US-based XOMA Corporation (XOMA) has received Orphan Drug Designation from the US Food and Drug Administration (FDA) for its IL-1 beta modulating antibody 'gevokizumab' for the treatment of pyoderma gangrenosum (PG).
Gevokizumab is a potent monoclonal antibody with an allosteric modulating properties and the potential to treat patients with a variety of inflammatory and other diseases.
It binds strongly to interleukin-1 beta (IL-1 beta), a pro-inflammatory cytokine, and modulates the cellular signaling events that produce inflammation.
IL-1 beta has been shown to be involved in diverse array of disease states, including non-infectious uveitis, cardiovascular disease and other auto-inflammatory diseases.
XOMA CEO John Varian said selecting pyoderma gangrenosum as the company's next Phase III indication reflects its commitment to creating and capturing value from gevokizumab, particularly in indications where patients have few effective treatment options.

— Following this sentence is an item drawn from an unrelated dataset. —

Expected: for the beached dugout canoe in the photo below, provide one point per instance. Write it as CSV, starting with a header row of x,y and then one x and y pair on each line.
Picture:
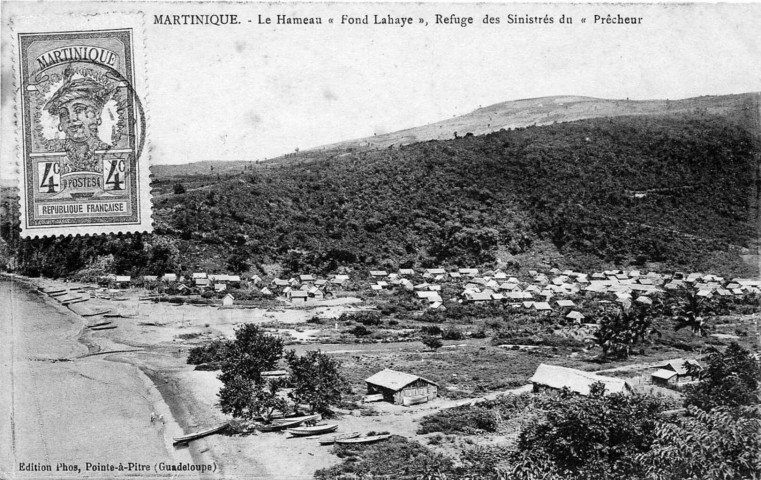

"We intend to present what we believe are compelling data from our pilot study in PG and to solicit feedback from the FDA about the requirements for a Phase 3 program in this rare disease," Varian said.
Currently, gevokizumab is being evaluated in a global Phase III clinical program, termed EYEGUARD, which is being conducted by SERVIER and XOMA.
The trial is designed to determine gevokizumab's ability to treat acute non-anterior non-infectious uveitis (NIU) in EYEGUARD-A, to prevent disease flares in patients with Behcet's uveitis in EYEGUARD-B, and to prevent disease flares in NIU patients who are controlled with steroids and immunosuppressants in EYEGUARD-C.